Nvidia restarts H200 chip sales to China with purchase orders in hand

Mar 18, 2026

Key Points

  • Nvidia restarts H200 chip sales to China after receiving purchase orders, with Jensen Huang confirming U.S. and Chinese government approval at GTC on Tuesday.
  • The U.S. authorized H200 sales under a 25% revenue-sharing arrangement with the government, while China signaled approval in late January after Huang's visit.
  • The deal reflects a shift in export strategy: restricting chips may slow China's indigenization efforts, but allowing sales keeps Chinese labs economically invested in stability.

Summary

Nvidia is restarting H200 chip production for China after receiving purchase orders from multiple customers, Jensen Huang confirmed at GTC on Tuesday. The company has been licensed to sell to many Chinese customers and says its supply chain is getting fired up.

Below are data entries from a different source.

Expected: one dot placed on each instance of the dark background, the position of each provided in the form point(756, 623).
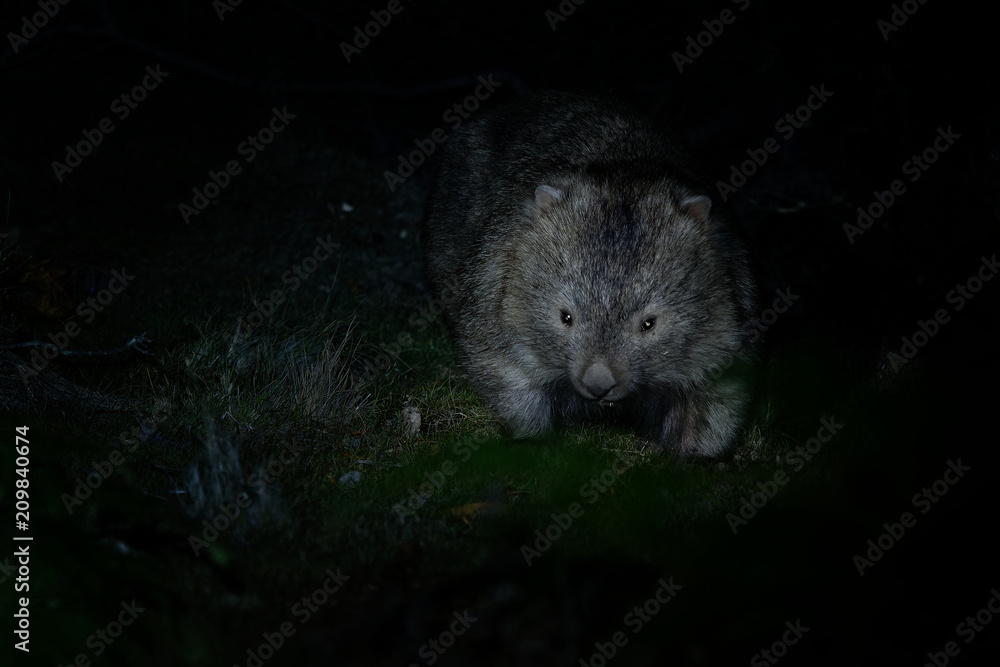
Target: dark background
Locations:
point(938, 70)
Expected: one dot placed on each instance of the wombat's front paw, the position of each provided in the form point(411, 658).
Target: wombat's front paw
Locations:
point(705, 424)
point(525, 413)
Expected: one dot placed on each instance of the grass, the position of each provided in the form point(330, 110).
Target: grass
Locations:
point(325, 393)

The H200 is Hopper architecture, a generation behind Nvidia's most powerful Blackwell series, but still substantially advanced. In December, the U.S. authorized Nvidia to sell H200s to China under a 25% revenue-sharing arrangement with the U.S. government. In late January, after Huang visited China, Chinese officials signaled approval as well.

Geopolitical tension

When the U.S. banned chip exports to China in 2022, the logic was straightforward: fewer chips for China means more for America's AI buildout. The second-order effect cuts differently. Restricting China's access to foreign chips reduces the cost of military action against Taiwan. If Chinese labs cannot buy advanced processors anyway, the economic penalty for invasion drops. Global conflicts have grown since 2022, America's military is stretched thin, and chip shortages are expected through 2030. Keeping Taiwan's TSMC producing at full capacity requires keeping China economically invested in the status quo.

Domestic chip development

China has been pushing hard to indigenize its semiconductor supply chain. That effort faces a real friction: Chinese AI labs at Alibaba, Baidu, and ByteDance want the best chips now, not a promise of domestic alternatives. Restricting H200 access might slow China's domestic chipmakers from reaching scale, but it also pushes labs toward faster indigenization out of necessity. Allowing the sale lets those labs buy what they need while China's supply chain develops in parallel.

Nvidia declined to disclose expected revenue from H200 sales in China, but has previously said the Chinese AI processor market could be worth tens of billions annually. The company has not yet generated revenue from H200 sales to China despite earlier approvals.